Selon une étude réalisée à la fin du mois de juin dernier par l'organisation palestinienne Jerusalem media and communication center, le FATH bénéficierait de la confiance de 26,4 pour cent des Palestiniens et le HAMAS de 21,7 pour cent. C'est là un écart peu important, surtout compte tenu que la cote de popularité du FATH est à peu de choses près celle d'Arafat. 23,6 pour cent de la population lui faisaient confiance. Après le raïs, la personnalité la plus estimée est l'ancien chef du FATH en Cisjordanie, Marwan Barghouti (6,3 pour cent). Toutefois il purge actuellement une peine dans une prison israélienne. L'ancien premier ministre palestinien, Mahmoud Abbas (Abou Mazen), que l'on voit remplacer Yasser Arafat, n'a recueilli que 1 pour cent de votes favorables. Un autre compagnon de lutte d'Arafat, Saïb Arikat, a fait légèrement mieux avec 1,3 pour cent. Quant à Ahmed Qurei, l'actuel premier ministre, il ne figure pas dans le sondage. Lui et les autres leaders du FATH ont probablement obtenu moins de 1 pour cent des voix. La cote de popularité des représentants du HAMAS est très basse elle aussi, se situant aux alentours de 1-3 pour cent. En l'absence de leader unique, une direction collective, au moins tant que des élections n'auront pas eu lieu dans l'Autorité, semblerait la meilleure solution pour les Palestiniens. C'est vrai qu'ici les obstacles ne manqueraient pas. Les principaux acteurs sauront-ils freiner leurs ambitions dans la lutte pour le pouvoir et ne pas s'entredéchirer quand il s'agira d'accéder aux finances de l'Autorité? Et puis il sera très malaisé de concerter des positions aussi diverses que les voies de développement séculière et islamique et de parvenir à un compromis avec les Israéliens, surtout quand Israël, les Etats-Unis et les pays arabes s'immiscent en permanence dans les affaires intérieures. Pour ce qui est de la Russie, elle se bornera comme toujours à la recherche d'un compromis entre les parties. L'Union européenne elle aussi adoptera une position analogue.

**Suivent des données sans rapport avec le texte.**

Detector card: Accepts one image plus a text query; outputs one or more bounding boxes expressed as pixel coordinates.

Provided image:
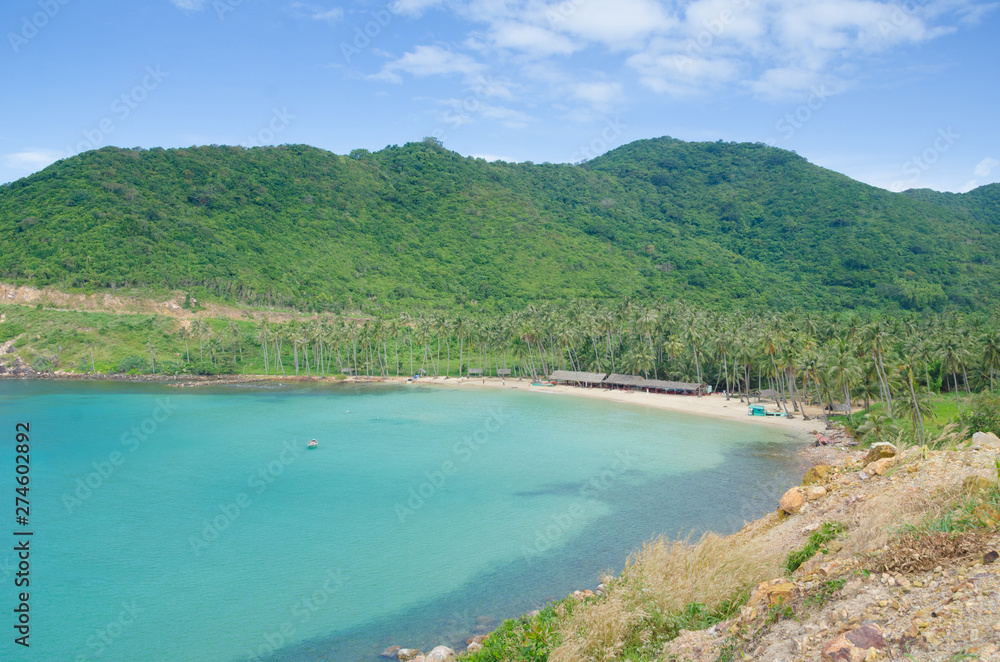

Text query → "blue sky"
[0,0,1000,191]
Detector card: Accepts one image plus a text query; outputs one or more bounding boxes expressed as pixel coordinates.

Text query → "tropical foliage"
[0,138,1000,316]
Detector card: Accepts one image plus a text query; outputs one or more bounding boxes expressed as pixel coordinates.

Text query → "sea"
[0,380,805,662]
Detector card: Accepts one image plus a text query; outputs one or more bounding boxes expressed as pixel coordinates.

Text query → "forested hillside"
[0,138,1000,313]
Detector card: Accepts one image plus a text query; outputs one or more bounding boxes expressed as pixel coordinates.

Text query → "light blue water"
[0,381,802,662]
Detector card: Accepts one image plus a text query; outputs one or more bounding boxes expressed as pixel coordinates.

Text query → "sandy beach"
[392,377,826,433]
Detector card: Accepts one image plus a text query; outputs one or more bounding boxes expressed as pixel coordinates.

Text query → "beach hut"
[549,370,606,388]
[601,373,646,391]
[639,379,706,395]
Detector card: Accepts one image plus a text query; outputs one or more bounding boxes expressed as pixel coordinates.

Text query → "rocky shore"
[382,430,1000,662]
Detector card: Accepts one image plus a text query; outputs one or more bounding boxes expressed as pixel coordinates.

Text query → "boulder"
[802,464,833,485]
[801,485,826,501]
[865,457,896,476]
[778,487,806,515]
[962,475,996,492]
[821,623,887,662]
[972,503,1000,529]
[972,432,1000,449]
[424,646,455,662]
[747,577,795,606]
[864,441,896,465]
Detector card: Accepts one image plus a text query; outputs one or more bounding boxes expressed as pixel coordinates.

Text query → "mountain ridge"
[0,137,1000,312]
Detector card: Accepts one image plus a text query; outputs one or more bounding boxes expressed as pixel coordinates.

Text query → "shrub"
[115,356,150,375]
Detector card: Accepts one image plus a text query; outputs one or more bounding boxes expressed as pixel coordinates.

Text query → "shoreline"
[7,373,826,435]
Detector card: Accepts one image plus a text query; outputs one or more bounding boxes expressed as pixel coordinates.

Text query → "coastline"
[0,372,826,434]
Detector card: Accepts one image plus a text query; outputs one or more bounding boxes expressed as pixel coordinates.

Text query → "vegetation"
[0,138,1000,317]
[785,522,845,574]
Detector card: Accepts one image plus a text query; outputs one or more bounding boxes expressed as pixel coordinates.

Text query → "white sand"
[382,377,826,433]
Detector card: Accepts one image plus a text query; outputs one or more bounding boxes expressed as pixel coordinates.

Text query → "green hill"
[0,138,1000,313]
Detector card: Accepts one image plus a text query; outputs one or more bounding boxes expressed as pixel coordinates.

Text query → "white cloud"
[573,81,625,111]
[545,0,677,50]
[972,156,1000,177]
[491,21,582,55]
[389,0,444,16]
[291,2,344,22]
[170,0,205,11]
[372,46,485,83]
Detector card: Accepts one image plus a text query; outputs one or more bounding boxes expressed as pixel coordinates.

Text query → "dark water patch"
[254,440,807,662]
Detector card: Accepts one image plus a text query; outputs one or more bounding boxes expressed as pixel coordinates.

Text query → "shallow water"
[0,382,803,662]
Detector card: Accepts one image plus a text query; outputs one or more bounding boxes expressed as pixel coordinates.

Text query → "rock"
[747,577,795,606]
[972,432,1000,448]
[972,503,1000,529]
[424,646,455,662]
[865,457,896,476]
[802,464,833,485]
[864,441,896,465]
[778,487,806,515]
[821,623,887,662]
[962,475,996,492]
[802,485,826,501]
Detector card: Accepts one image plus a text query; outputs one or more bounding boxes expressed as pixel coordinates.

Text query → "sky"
[0,0,1000,192]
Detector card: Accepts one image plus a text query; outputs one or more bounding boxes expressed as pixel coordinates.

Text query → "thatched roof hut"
[639,379,705,393]
[602,373,646,387]
[549,370,606,385]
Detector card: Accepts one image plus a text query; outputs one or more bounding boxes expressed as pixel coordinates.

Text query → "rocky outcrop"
[821,623,886,662]
[424,646,455,662]
[778,487,806,515]
[862,441,896,466]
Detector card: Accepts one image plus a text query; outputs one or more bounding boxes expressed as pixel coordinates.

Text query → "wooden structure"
[639,379,705,395]
[549,370,605,388]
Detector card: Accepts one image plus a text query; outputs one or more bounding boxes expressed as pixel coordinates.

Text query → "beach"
[388,377,826,433]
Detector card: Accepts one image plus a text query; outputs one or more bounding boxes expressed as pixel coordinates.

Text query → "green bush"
[115,355,150,375]
[958,393,1000,435]
[31,356,56,372]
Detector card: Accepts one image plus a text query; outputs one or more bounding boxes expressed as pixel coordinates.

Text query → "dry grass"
[871,529,989,573]
[549,533,783,662]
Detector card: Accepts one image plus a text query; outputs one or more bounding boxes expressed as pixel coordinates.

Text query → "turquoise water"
[0,382,803,662]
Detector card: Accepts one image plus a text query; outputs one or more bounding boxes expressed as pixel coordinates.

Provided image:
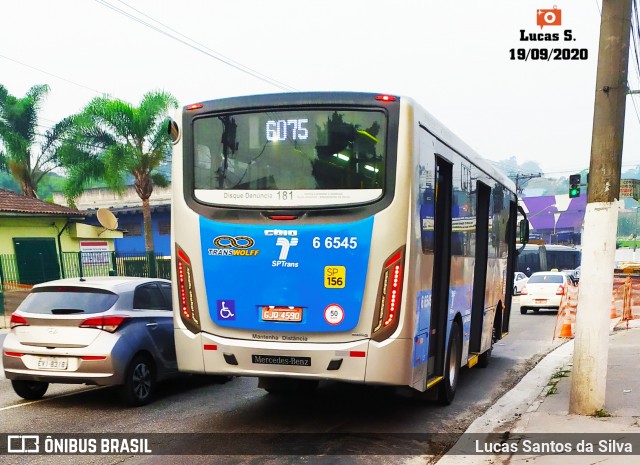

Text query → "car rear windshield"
[529,274,563,284]
[18,286,118,315]
[193,107,387,207]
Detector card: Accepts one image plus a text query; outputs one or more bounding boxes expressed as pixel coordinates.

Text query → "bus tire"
[478,349,493,368]
[438,321,462,405]
[120,355,156,407]
[11,379,49,400]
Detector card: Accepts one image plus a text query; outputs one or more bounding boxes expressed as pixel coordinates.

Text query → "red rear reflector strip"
[178,249,191,263]
[384,250,402,268]
[4,352,24,357]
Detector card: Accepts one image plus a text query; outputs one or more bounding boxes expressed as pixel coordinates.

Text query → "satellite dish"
[96,208,118,231]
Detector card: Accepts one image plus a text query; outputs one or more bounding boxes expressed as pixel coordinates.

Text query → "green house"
[0,189,122,289]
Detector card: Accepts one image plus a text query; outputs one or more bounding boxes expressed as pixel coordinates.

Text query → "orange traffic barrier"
[553,286,578,339]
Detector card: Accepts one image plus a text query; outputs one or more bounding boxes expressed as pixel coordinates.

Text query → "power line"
[0,55,109,95]
[94,0,297,90]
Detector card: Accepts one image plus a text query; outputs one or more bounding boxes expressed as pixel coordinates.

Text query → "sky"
[0,0,640,177]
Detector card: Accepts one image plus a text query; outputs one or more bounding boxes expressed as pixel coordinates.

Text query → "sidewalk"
[438,320,640,465]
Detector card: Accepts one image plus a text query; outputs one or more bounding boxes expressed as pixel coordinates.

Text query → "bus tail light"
[371,246,405,342]
[176,244,200,334]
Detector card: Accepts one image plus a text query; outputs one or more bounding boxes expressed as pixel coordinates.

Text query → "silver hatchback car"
[2,277,178,405]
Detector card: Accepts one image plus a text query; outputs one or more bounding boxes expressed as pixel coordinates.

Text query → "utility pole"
[569,0,631,415]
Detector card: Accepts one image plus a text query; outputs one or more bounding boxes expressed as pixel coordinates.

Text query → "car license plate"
[262,306,302,323]
[38,357,68,370]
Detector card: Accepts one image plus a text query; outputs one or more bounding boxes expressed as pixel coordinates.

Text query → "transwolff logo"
[276,237,298,260]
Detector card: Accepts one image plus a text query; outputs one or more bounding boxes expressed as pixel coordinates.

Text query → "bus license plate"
[38,357,68,370]
[262,306,302,323]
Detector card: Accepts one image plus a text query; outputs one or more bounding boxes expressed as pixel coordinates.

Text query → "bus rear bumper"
[178,333,412,386]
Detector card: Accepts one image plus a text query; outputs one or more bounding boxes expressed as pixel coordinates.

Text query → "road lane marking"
[0,386,110,412]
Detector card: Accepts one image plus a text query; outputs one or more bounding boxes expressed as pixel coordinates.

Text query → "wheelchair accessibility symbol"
[216,300,236,321]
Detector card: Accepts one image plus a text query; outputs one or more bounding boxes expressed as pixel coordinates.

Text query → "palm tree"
[0,84,71,198]
[61,91,178,254]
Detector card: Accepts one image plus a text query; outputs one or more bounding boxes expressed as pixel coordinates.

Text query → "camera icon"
[536,5,562,29]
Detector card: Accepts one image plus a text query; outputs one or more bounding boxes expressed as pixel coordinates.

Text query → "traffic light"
[569,174,580,199]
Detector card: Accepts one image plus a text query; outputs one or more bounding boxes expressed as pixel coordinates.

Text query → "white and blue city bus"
[170,93,517,403]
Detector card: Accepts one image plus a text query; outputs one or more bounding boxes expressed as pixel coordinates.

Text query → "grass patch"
[545,368,571,397]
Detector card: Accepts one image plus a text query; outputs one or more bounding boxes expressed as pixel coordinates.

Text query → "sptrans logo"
[264,229,298,268]
[208,236,260,257]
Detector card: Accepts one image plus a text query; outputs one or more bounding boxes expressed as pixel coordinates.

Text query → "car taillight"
[9,313,29,329]
[372,246,405,341]
[80,315,130,333]
[176,244,200,334]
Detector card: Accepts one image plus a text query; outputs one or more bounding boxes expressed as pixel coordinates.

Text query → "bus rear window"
[193,108,387,207]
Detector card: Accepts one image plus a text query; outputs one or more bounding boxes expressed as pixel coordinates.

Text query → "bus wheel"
[478,349,493,368]
[258,377,319,396]
[438,321,462,405]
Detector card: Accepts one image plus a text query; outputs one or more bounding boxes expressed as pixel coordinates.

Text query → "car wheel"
[11,379,49,400]
[438,321,462,405]
[120,355,156,406]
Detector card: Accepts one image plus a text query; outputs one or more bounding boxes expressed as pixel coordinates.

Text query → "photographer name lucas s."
[474,439,634,455]
[520,29,576,42]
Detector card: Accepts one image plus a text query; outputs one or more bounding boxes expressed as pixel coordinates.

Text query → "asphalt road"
[0,298,562,465]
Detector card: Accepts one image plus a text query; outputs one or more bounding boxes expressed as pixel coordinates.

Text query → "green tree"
[0,84,71,198]
[61,91,178,253]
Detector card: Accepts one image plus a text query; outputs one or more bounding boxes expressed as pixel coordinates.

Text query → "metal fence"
[0,252,171,289]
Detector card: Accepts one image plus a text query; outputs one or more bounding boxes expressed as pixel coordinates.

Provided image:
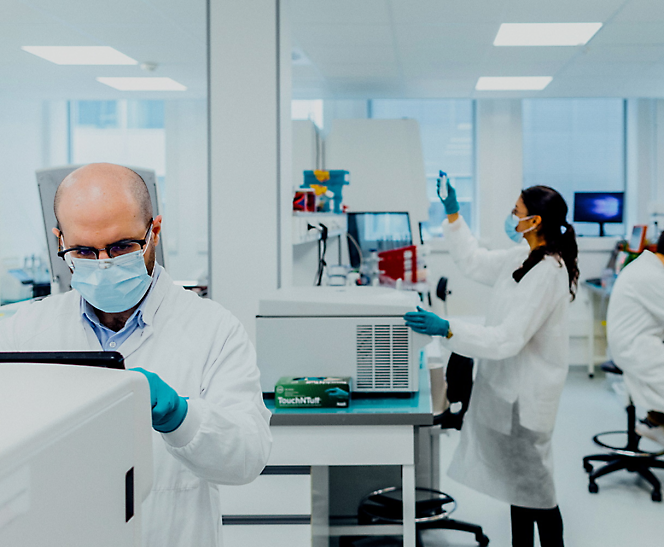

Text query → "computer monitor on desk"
[627,224,648,254]
[348,212,413,268]
[574,192,625,237]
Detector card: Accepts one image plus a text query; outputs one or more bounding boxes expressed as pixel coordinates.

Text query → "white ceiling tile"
[590,21,664,46]
[575,44,664,65]
[305,46,396,66]
[290,0,390,25]
[293,24,394,47]
[324,63,399,81]
[22,0,163,26]
[501,0,626,23]
[406,77,477,99]
[292,65,321,79]
[0,0,52,25]
[78,24,207,63]
[402,60,484,80]
[557,61,653,77]
[394,23,500,48]
[391,0,504,25]
[614,0,664,23]
[398,44,487,65]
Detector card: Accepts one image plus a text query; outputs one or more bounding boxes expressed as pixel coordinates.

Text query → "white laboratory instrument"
[0,363,152,547]
[256,287,431,393]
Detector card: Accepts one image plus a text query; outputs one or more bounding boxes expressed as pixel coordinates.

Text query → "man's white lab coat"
[0,271,272,547]
[606,251,664,412]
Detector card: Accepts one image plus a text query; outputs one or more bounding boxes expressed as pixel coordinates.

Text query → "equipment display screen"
[627,225,646,253]
[574,192,625,223]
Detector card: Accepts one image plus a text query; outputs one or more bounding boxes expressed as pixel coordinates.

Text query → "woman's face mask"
[505,212,537,243]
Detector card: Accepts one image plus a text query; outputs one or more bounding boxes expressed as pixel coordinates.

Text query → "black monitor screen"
[348,212,413,268]
[574,192,625,222]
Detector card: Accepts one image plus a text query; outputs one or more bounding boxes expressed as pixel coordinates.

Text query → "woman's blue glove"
[129,367,188,433]
[436,171,459,215]
[325,387,348,399]
[403,306,450,336]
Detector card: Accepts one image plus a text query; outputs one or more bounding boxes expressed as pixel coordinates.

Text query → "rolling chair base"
[583,454,664,501]
[358,486,489,547]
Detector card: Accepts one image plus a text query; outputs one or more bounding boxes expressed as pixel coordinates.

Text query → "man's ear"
[152,215,162,247]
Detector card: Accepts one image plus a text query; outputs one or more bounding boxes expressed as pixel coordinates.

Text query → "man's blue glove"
[403,306,450,336]
[129,367,188,433]
[436,171,459,215]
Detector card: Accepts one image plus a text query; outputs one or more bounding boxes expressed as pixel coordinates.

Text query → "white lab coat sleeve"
[443,216,525,286]
[442,259,564,361]
[162,314,272,484]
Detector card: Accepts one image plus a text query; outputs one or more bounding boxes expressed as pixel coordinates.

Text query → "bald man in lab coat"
[606,233,664,445]
[0,163,271,547]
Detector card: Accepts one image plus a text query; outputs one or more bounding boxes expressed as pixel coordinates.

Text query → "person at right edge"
[404,178,579,547]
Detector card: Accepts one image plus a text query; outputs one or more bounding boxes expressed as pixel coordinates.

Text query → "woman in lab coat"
[404,182,579,547]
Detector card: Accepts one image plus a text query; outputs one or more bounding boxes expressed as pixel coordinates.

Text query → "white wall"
[325,119,429,234]
[161,100,208,281]
[293,120,323,188]
[0,99,66,260]
[209,0,293,339]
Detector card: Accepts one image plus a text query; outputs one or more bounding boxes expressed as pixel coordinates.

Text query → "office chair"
[583,361,664,501]
[358,353,489,547]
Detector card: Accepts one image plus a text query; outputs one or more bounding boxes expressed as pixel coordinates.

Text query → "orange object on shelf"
[378,245,417,283]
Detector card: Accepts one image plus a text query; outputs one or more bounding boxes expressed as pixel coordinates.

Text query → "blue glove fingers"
[152,397,189,433]
[130,367,188,433]
[438,179,459,215]
[129,367,160,408]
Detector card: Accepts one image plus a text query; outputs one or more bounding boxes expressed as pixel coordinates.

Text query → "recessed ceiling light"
[97,77,187,91]
[493,23,602,46]
[475,76,553,91]
[21,46,138,65]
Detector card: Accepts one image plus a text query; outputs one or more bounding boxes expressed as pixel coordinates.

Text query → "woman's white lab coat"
[442,218,570,509]
[606,251,664,412]
[0,266,271,547]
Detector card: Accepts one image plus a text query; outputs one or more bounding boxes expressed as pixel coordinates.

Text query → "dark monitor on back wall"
[574,192,625,236]
[348,212,413,268]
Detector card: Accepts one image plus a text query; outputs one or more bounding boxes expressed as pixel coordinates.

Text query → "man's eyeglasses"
[58,219,153,266]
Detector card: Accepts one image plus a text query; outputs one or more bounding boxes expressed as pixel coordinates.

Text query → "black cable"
[316,223,328,287]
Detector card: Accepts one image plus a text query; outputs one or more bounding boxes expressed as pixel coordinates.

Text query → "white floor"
[423,367,664,547]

Pour le moment, le maintien de la stabilité est profitable à tous. Mais la situation reste explosive. Les Palestiniens et les Israéliens devront encore faire face à des situations de crise du pouvoir et à de nouveaux désordres et rechercher de nouveaux compromis. C'est ce qui a été déterminé par Yasser Arafat et son vis-à-vis israélien.